H-8 is a 1958 Yugoslav film directed by Nikola Tanhofer starring Đurđa Ivezić, Boris Buzančić, and Antun Vrdoljak.

==Plot==

During a rainstorm, a reckless car driver causes the collision of a bus and a truck on a two-lane road between Zagreb and Belgrade.
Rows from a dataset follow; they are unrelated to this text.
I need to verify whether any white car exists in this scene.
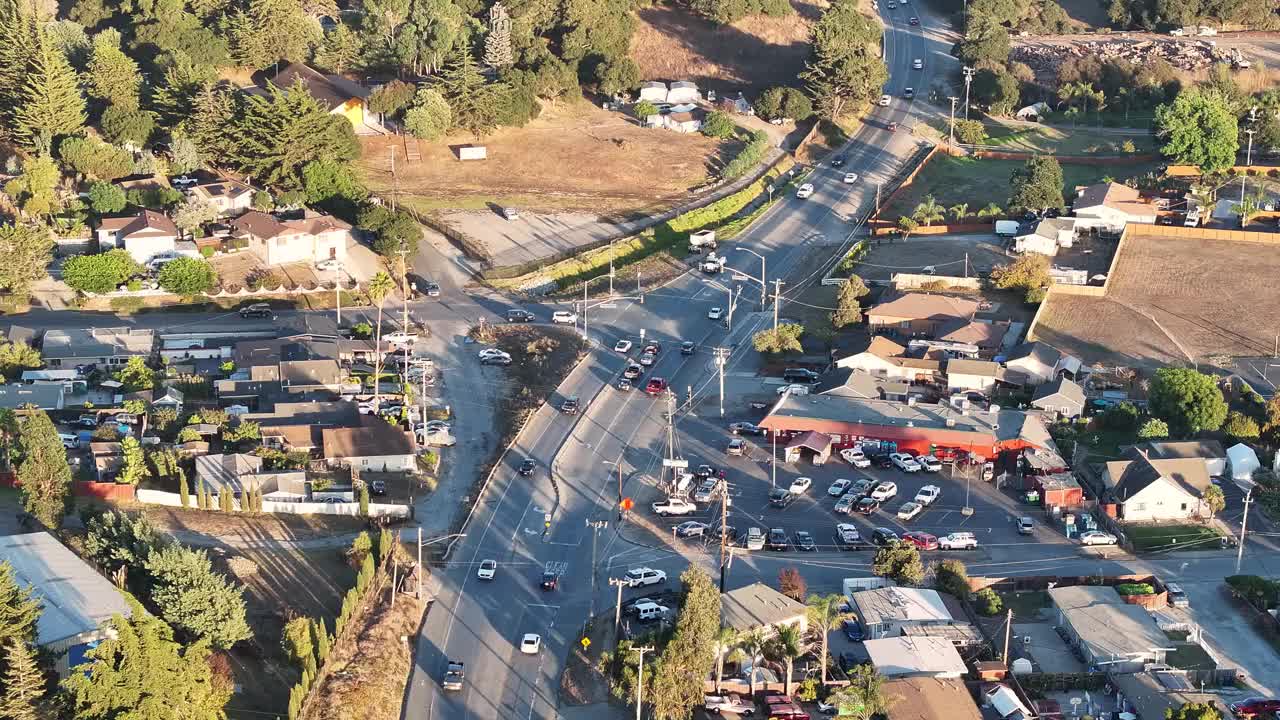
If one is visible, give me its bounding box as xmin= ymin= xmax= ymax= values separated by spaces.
xmin=870 ymin=483 xmax=897 ymax=502
xmin=888 ymin=452 xmax=920 ymax=473
xmin=520 ymin=633 xmax=543 ymax=655
xmin=787 ymin=478 xmax=813 ymax=495
xmin=625 ymin=568 xmax=667 ymax=588
xmin=913 ymin=486 xmax=942 ymax=506
xmin=1080 ymin=530 xmax=1116 ymax=544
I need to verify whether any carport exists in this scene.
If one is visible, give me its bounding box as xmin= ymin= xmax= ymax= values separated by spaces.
xmin=783 ymin=430 xmax=831 ymax=465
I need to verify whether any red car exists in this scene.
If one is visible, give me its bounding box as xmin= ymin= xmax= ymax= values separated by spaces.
xmin=902 ymin=533 xmax=938 ymax=550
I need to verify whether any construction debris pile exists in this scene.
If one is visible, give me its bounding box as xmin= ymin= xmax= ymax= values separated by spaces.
xmin=1010 ymin=38 xmax=1247 ymax=82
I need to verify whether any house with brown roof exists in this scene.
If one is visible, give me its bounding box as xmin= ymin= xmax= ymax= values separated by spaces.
xmin=187 ymin=179 xmax=255 ymax=215
xmin=232 ymin=210 xmax=351 ymax=265
xmin=1071 ymin=182 xmax=1158 ymax=232
xmin=97 ymin=210 xmax=179 ymax=264
xmin=867 ymin=292 xmax=978 ymax=337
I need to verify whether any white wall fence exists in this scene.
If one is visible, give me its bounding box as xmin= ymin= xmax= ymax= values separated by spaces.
xmin=136 ymin=489 xmax=410 ymax=518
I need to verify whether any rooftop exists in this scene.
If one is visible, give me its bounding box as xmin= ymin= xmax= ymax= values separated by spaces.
xmin=0 ymin=533 xmax=132 ymax=644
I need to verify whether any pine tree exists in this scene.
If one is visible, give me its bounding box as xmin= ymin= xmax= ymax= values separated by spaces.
xmin=13 ymin=32 xmax=86 ymax=151
xmin=484 ymin=3 xmax=515 ymax=70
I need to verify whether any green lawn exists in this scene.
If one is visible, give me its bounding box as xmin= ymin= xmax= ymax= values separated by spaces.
xmin=881 ymin=154 xmax=1156 ymax=219
xmin=1125 ymin=525 xmax=1221 ymax=552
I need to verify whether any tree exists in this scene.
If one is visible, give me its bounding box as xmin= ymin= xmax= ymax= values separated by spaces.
xmin=63 ymin=249 xmax=142 ymax=295
xmin=872 ymin=542 xmax=924 ymax=585
xmin=1156 ymin=88 xmax=1240 ymax=173
xmin=827 ymin=665 xmax=890 ymax=720
xmin=146 ymin=543 xmax=253 ymax=650
xmin=650 ymin=568 xmax=721 ymax=720
xmin=63 ymin=606 xmax=232 ymax=720
xmin=1147 ymin=368 xmax=1226 ymax=434
xmin=13 ymin=32 xmax=86 ymax=152
xmin=831 ymin=275 xmax=872 ymax=329
xmin=805 ymin=593 xmax=852 ymax=684
xmin=701 ymin=110 xmax=737 ymax=140
xmin=156 ymin=258 xmax=218 ymax=297
xmin=751 ymin=323 xmax=804 ymax=352
xmin=778 ymin=568 xmax=809 ymax=602
xmin=18 ymin=410 xmax=72 ymax=530
xmin=0 ymin=224 xmax=54 ymax=293
xmin=1138 ymin=418 xmax=1169 ymax=439
xmin=1009 ymin=155 xmax=1064 ymax=211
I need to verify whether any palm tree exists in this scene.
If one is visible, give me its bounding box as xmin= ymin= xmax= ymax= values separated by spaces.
xmin=768 ymin=625 xmax=805 ymax=694
xmin=911 ymin=195 xmax=943 ymax=227
xmin=808 ymin=593 xmax=852 ymax=684
xmin=365 ymin=270 xmax=396 ymax=413
xmin=716 ymin=628 xmax=746 ymax=692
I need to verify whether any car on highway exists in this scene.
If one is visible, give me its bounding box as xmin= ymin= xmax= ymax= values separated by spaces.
xmin=1080 ymin=530 xmax=1117 ymax=544
xmin=938 ymin=533 xmax=978 ymax=550
xmin=902 ymin=530 xmax=938 ymax=550
xmin=622 ymin=568 xmax=667 ymax=588
xmin=676 ymin=520 xmax=710 ymax=538
xmin=869 ymin=480 xmax=897 ymax=502
xmin=911 ymin=486 xmax=942 ymax=507
xmin=650 ymin=497 xmax=698 ymax=518
xmin=520 ymin=633 xmax=543 ymax=655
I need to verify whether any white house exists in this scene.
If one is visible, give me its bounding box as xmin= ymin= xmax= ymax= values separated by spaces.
xmin=97 ymin=210 xmax=178 ymax=264
xmin=1071 ymin=182 xmax=1157 ymax=232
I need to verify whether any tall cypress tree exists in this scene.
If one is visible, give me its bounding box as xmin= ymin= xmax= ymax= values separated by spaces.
xmin=13 ymin=32 xmax=86 ymax=151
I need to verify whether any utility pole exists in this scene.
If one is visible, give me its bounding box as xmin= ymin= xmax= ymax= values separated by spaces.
xmin=1235 ymin=488 xmax=1253 ymax=575
xmin=631 ymin=646 xmax=653 ymax=720
xmin=960 ymin=65 xmax=974 ymax=120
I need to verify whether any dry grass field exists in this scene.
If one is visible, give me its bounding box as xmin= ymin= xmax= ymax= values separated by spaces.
xmin=631 ymin=0 xmax=827 ymax=97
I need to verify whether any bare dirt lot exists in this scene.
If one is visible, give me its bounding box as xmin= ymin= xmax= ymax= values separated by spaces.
xmin=360 ymin=101 xmax=730 ymax=213
xmin=631 ymin=0 xmax=828 ymax=97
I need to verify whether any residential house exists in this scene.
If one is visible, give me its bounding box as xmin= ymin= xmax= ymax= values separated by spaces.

The film covers the events on the bus and the truck leading up to the crash, and the lives of the characters who end up in the crash.

== Cast ==
- Đurđa Ivezić as Alma Novak
- Boris Buzančić as Journalist Boris
- Antun Vrdoljak as Photographer
- Vanja Drach as Krešo
- Marijan Lovrić as Rudolf Knez
- Mira Nikolić as Young Mother
- Antun Nalis as Thief Ivica
- Mia Oremović
- Stane Sever
- Pero Kvrgić
- Marija Kohn
- Fabijan Šovagović
- Ljubica Jović
- Ivan Šubić
- Siniša Knaflec

==Background==
The movie is based on a true story, in which the driver that caused a fatal 1957 bus-truck collision was never identified. "H-8" is the beginning of that driver's license plate, the only available information on the culprit's vehicle.

==Reception==
In a 1999 poll among 44 Croatian film critics and film historians, H-8 placed second in the list of all-time best Croatian films, behind One Song a Day Takes Mischief Away. In a similar 2020 poll, it placed first.

== Awards ==
- H-8 won the Big Golden Arena for Best Film at the 1958 Pula Film Festival.